Am Nachmittag wurden in Workshops weitere praktische Schritte zum Erhalt der Artenvielfalt und weitere Perspektiven zum Thema Biodiversität vorgestellt.
So berichtete Lioba Degenfelder von ihrem Projekt „A.ckerwert“ zur Beratung von Pächtern und Verpächtern, um Nachhaltigkeitsaspekte in der Bodennutzung bei Pachtverträgen zu fördern. Katharina Hinterholzinger stellte als Projektleiterin für Biodiversität im Markt Titting das Projekt „Titting – steinreiche Natur“ vor.

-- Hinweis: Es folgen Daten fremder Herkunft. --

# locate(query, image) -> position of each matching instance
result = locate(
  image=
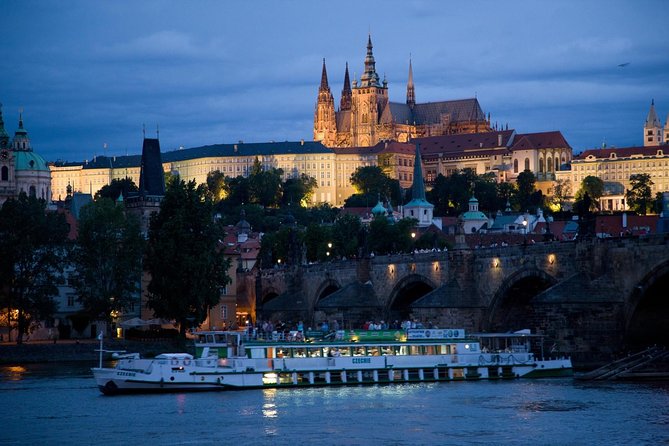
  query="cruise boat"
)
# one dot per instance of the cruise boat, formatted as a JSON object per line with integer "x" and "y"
{"x": 230, "y": 360}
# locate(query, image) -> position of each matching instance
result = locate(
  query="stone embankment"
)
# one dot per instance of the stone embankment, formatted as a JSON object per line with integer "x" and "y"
{"x": 37, "y": 352}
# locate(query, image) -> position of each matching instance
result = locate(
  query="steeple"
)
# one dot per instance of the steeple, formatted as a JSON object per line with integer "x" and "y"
{"x": 369, "y": 77}
{"x": 652, "y": 129}
{"x": 324, "y": 79}
{"x": 345, "y": 103}
{"x": 21, "y": 140}
{"x": 411, "y": 94}
{"x": 325, "y": 124}
{"x": 4, "y": 136}
{"x": 418, "y": 187}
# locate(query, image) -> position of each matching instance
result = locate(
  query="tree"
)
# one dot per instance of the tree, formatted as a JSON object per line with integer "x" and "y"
{"x": 561, "y": 190}
{"x": 594, "y": 187}
{"x": 187, "y": 266}
{"x": 32, "y": 255}
{"x": 107, "y": 259}
{"x": 345, "y": 233}
{"x": 216, "y": 185}
{"x": 639, "y": 197}
{"x": 116, "y": 187}
{"x": 371, "y": 180}
{"x": 299, "y": 190}
{"x": 265, "y": 185}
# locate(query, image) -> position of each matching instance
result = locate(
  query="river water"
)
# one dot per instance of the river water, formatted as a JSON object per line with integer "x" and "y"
{"x": 60, "y": 404}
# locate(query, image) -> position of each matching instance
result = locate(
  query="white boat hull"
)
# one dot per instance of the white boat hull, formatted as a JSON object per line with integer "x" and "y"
{"x": 171, "y": 375}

Johanna Umbach führte in den Kapuzinergarten EDEN der Katholischen Universität Eichstätt. Die Perspektive der Wasserwirtschaft brachte ein Workshop mit Werner Rehklau (Bayerische Landesanstalt für Umwelt, Referat Gewässerentwicklung und Auen) und die der Forstwirtschaft mit Martin Lauterbach (Landesanstalt für Wald und Forstwirtschaft, Abteilung Biodiversität und Naturschutz  Freising).

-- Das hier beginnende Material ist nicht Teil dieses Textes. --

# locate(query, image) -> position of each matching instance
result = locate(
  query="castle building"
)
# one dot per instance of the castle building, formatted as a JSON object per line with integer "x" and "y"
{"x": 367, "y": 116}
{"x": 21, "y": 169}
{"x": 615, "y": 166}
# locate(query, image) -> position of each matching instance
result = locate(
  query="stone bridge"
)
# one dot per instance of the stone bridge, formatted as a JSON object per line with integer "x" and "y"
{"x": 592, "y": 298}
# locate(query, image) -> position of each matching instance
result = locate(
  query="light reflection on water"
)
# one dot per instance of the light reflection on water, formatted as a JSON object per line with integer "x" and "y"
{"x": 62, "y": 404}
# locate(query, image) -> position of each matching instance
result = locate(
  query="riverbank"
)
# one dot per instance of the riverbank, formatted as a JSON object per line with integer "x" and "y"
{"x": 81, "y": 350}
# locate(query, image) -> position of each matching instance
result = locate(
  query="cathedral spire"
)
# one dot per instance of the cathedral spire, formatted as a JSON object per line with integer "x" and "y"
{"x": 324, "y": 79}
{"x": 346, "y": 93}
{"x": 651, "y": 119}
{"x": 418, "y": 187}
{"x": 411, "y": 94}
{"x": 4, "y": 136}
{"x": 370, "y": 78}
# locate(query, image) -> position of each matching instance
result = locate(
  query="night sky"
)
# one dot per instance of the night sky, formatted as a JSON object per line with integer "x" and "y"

Positives Fazit – Veranstalter wollen weiter Dialog suchen und herstellen

Für die Veranstalter zogen Lisa Amon (Umweltreferat im Bistum Eichstätt) und Martin Wagner (KLB Bayern) ein positives Fazit der Veranstaltung: Es sei gelungen, mit dem fundierten Hauptvortrag von Richard Mergner die Zusammenhänge und die Dramatik der Lage eindringlich aufzuzeigen. Die daran anschließende Diskussion sei offen und auch da, wo keine Einigkeit in der Analyse der Situation oder der Ableitung von Handlungsschritten herrschte, immer fair gewesen. Einhellig wurde anerkannt, dass wir handeln müssen und dass hier alle gefragt sind, ihren Beitrag zu leisten. Die schon etablierte Fachveranstaltung wolle weiter den Dialog suchen und herstellen. Martin Wagner: „Dabei freuen wir uns besonders, dass Bischof Hanke zum wiederholten Male an unserem Studientag teilgenommen und ihn mit seinem Eingangsimpuls bereichert hat.“

Vesper zum Abschluss mit Deutung der Vielfalt der Gaben Gottes

In der abschließenden Vesper, die von Beate Eichinger (Umweltreferentin Bistum Regensburg) gestaltet wurde, betrachteten die Teilnehmenden verschiedene Texte des alten und neuen Testaments. Beate Eichinger hob in ihrer kurzen Ausdeutung der neutestamentlichen Lesung, für die sie einen kurzen Abschnitt aus dem Magnificat gewählt hatte, die oft übersehene revolutionäre Botschaft des Lobgesangs der jungen Maria hervor: Die Güter der Erde, die Vielfalt der Gaben Gottes, sind für alle bestimmt – und nicht zur Ausbeutung durch einige Wenige.